10. Be conservative in your choice of technology

(frameworks, build tools, languages)

There are many many possible technologies, tools or libraries you may be familiar with, or interested in trying out. Eg, SASS, Grunt, CoffeeScript, TypeScript, EcmaScript 6, Polymer, etc. Keep in mind that your code should still be maintainable long after you’ve left. You have to be confident that the technology you want to use is likely to still be around a few years into the future: whether devs will be familiar with it or will have heard of it, whether documentation will still exist, and new versions are backwards compatible, etc. If in doubt, ask the community. jQuery, Grunt and SASS are currently widely used across departments and are considered OK.

11. Beware of single-page apps

It’s very difficult to design single-page apps (SPAs) that are accessible, browser-independent, offer the benefit of progressive enhancement, and are search-engine friendly. That’s why they’re rare in Government. Before deciding to implement one you need to be absolutely sure that all your users will be able to use the service whatever their device. Most often SPAs will be implemented for internal services for which the lowest-common technology is somehow high enough to allow them.

12. Write unit tests

For fine-grained inputs-results tests of your JS functions, especially ones that don’t have side-effects like modifying the DOM (example from Send money to a prisoner). In general there won’t be much “pure” JS code in your app, so there won’t be many of these.

13. Write functional tests

ie, tests that replicate user journeys. Cover all possible journeys, not just the happy path. - There should be many of them and they should be run every code change. - They should be expressed in an easy-to-read form (Eg.
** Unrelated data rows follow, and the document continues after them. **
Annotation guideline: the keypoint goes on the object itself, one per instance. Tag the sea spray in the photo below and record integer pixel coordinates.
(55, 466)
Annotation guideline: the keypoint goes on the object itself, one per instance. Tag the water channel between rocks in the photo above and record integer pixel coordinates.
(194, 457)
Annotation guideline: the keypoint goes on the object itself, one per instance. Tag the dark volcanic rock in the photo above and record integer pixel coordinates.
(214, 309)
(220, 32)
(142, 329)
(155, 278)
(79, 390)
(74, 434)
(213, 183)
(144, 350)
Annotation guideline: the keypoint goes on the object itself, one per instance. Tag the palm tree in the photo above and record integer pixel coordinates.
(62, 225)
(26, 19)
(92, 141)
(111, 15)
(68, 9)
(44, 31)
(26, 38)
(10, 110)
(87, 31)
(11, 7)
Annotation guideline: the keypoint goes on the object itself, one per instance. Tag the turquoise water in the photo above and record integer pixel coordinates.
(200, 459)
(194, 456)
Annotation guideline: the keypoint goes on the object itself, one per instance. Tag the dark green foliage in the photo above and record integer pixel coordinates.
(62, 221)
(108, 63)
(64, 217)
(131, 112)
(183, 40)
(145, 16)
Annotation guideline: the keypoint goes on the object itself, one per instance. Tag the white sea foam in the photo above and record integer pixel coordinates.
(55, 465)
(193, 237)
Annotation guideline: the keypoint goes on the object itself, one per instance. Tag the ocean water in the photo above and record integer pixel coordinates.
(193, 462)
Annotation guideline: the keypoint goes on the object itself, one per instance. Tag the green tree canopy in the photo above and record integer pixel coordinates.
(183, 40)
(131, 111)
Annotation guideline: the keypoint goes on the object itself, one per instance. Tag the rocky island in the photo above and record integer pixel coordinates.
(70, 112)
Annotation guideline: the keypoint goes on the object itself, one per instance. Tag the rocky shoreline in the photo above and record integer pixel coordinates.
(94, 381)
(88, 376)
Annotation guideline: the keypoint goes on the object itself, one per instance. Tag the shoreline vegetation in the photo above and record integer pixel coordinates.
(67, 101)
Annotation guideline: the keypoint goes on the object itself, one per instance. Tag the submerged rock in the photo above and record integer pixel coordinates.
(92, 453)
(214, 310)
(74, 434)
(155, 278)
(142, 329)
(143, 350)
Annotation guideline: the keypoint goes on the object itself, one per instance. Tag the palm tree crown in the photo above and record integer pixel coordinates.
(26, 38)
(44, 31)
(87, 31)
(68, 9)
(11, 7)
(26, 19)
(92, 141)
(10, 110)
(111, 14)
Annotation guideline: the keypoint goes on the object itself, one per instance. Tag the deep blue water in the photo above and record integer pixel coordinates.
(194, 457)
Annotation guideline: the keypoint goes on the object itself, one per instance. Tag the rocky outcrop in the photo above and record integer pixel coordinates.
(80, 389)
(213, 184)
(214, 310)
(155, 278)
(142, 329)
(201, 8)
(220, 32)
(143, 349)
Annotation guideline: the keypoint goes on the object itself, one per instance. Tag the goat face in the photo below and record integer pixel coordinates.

Money to prisoners, Prison visits) - You should preferably use your back-end test harness (eg, rspec, unittest) so that all the application’s tests are in the same place. Most support browser-based tests using webdriver.

BDD (using cucumber or any other human-readable way to write tests) will only work if your team has the right workflow for it. Unless you have someone else (ideally your product manager) committed to writing the tests and checking that they pass, you’ll waste time writing code to translate your tests into code, instead of writing it directly.

Visual tests: automatically generating screenshots from a user journey script, and comparing with reference images. Ideal, but hard. You’ll have to regenerate your reference images every time the design changes, ideally from images supplied from your designer and not from your own implementation.

14. Use the right tools

When writing your code, you’ll be checking your results and debugging them in your favourite browser. Make sure you also check on the most common browsers. You may find that Firefox is best for debugging, but don’t forget to check Chrome and IE as often as possible. Use browsersync to try multiple browsers at once and use virtual machines for old browsers (eg. modern.ie)

15. Implement SEO and semantic markup

Apart from internal sites and ones that are on service.gov.uk (which should block web spiders), you should make your pages easy for robots to understand. Following the service standards gives you the basics of SEO, but sometimes is makes sense to do more, like using semantic markup so that search engines are able to find things like a court’s opening time, an address. Schema.org is currently gaining in popularity and is worth looking into.